"Double 11" shopping gala testifies China's robust recovery of consumption
Encouraging growth in the over two-week-long "Double 11" shopping extravaganza has testified the robust recovery of China's domestic consumer market.
Alibaba's Taobao and Tmall Group on Sunday said it had recorded year-on-year growth in Gross Merchandise Value (GMV), the number of orders and participating merchants, during its "Double 11" sale period from October 24 to November 11. The annual e-commerce shopping fiesta, also known as Double 11, culminates on November 11 each year.
A total of 402 brands reached over 100 million yuan (about 13.93 million US dollars) each in GMV while 38,000 brands saw a more-than-100-percent growth from the same period of 2022 as of 12:00 am Saturday, according to Alibaba.

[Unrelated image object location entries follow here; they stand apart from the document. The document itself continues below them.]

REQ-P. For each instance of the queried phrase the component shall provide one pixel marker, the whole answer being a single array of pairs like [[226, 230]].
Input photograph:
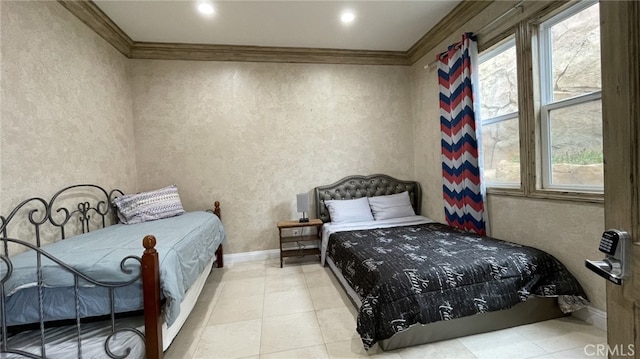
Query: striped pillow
[[149, 206]]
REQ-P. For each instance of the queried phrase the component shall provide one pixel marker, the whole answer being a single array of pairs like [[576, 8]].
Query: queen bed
[[415, 281], [55, 296]]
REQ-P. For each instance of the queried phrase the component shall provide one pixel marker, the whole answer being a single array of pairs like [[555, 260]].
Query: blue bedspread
[[186, 244]]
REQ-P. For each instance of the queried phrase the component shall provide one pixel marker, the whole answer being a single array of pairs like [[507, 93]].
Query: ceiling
[[392, 25]]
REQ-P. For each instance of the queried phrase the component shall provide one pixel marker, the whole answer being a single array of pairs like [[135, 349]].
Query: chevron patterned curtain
[[462, 189]]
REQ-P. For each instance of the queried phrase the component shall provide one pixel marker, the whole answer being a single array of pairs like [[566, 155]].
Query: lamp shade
[[303, 202]]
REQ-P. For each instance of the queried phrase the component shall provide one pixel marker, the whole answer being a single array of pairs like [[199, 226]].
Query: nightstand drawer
[[299, 252]]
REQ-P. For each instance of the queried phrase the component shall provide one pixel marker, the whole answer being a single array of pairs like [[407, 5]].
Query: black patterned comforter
[[431, 272]]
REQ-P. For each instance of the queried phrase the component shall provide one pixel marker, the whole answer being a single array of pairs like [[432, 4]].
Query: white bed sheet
[[329, 228]]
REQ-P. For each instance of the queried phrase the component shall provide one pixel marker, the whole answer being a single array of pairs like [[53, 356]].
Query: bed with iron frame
[[80, 209]]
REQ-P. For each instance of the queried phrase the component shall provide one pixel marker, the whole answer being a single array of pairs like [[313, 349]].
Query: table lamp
[[303, 206]]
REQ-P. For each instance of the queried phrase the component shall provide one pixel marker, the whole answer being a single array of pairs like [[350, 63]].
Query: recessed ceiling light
[[205, 8], [347, 17]]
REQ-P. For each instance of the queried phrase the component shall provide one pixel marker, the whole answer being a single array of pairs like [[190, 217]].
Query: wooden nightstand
[[313, 237]]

Another e-commerce giant JD.com said Sunday that its transaction volume, order volume and user engagement reached "all-time highs," noting that over 60 brands surpassed 1 billion yuan each in transaction volume and nearly 20,000 brands achieved a threefold transaction volume increase from the previous year.

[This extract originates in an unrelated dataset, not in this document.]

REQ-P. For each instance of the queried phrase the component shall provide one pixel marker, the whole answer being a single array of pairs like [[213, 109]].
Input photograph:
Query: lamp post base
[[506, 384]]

Data from China's State Post Bureau shows that in the first 11 days of November, express courier delivery enterprises across the country collected about 5.26 billion packages, surging 23.22 percent from the previous year.

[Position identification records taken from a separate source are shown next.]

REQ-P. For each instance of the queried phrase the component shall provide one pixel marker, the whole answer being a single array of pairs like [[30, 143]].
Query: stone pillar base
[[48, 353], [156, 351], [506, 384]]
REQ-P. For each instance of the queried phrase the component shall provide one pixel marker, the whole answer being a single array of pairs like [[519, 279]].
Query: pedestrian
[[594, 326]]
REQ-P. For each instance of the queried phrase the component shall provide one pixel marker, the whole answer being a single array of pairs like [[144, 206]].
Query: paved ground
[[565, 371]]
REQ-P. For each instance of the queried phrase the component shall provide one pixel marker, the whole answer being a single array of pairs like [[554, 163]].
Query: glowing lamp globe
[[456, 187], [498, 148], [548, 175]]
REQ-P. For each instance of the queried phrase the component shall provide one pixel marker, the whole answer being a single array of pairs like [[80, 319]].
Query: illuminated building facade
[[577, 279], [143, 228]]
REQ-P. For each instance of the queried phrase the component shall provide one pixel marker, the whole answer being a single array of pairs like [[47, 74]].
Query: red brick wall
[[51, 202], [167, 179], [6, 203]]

China's consumer market has progressed steadily along the post-COVID recovery path. Consumption has become an increasingly important engine of China's economy, which contributed 83.2 percent to the GDP growth in the first three quarters of the year, compared with 77.2 percent in the first half of the year.
Since the beginning of this year, China has rolled out a raft of measures to boost consumption across sectors including automobiles, household appliances and catering to obvious effect. For example, in the first 10 months of 2023, China's vehicle sales grew 9.1 percent year on year, with sales of new energy vehicles alone surging 37.8 percent over the same period.
Robust consumption is also reflected in foreign trade and fair activity. In October alone, the country's foreign trade rose 0.9 percent from a year earlier to 3.54 trillion yuan, ending a four-month declining streak. The sixth China International Import Expo (CIIE) saw a record high of 78.41 billion US dollars worth of tentative deals reached for one-year purchases of goods and services, up 6.7 percent year on year.
As related policies continue to deliver results, demand will be further restored and expanded and China's consumption potential unleashed, which will continue to drive China's economic growth as well as that of the world.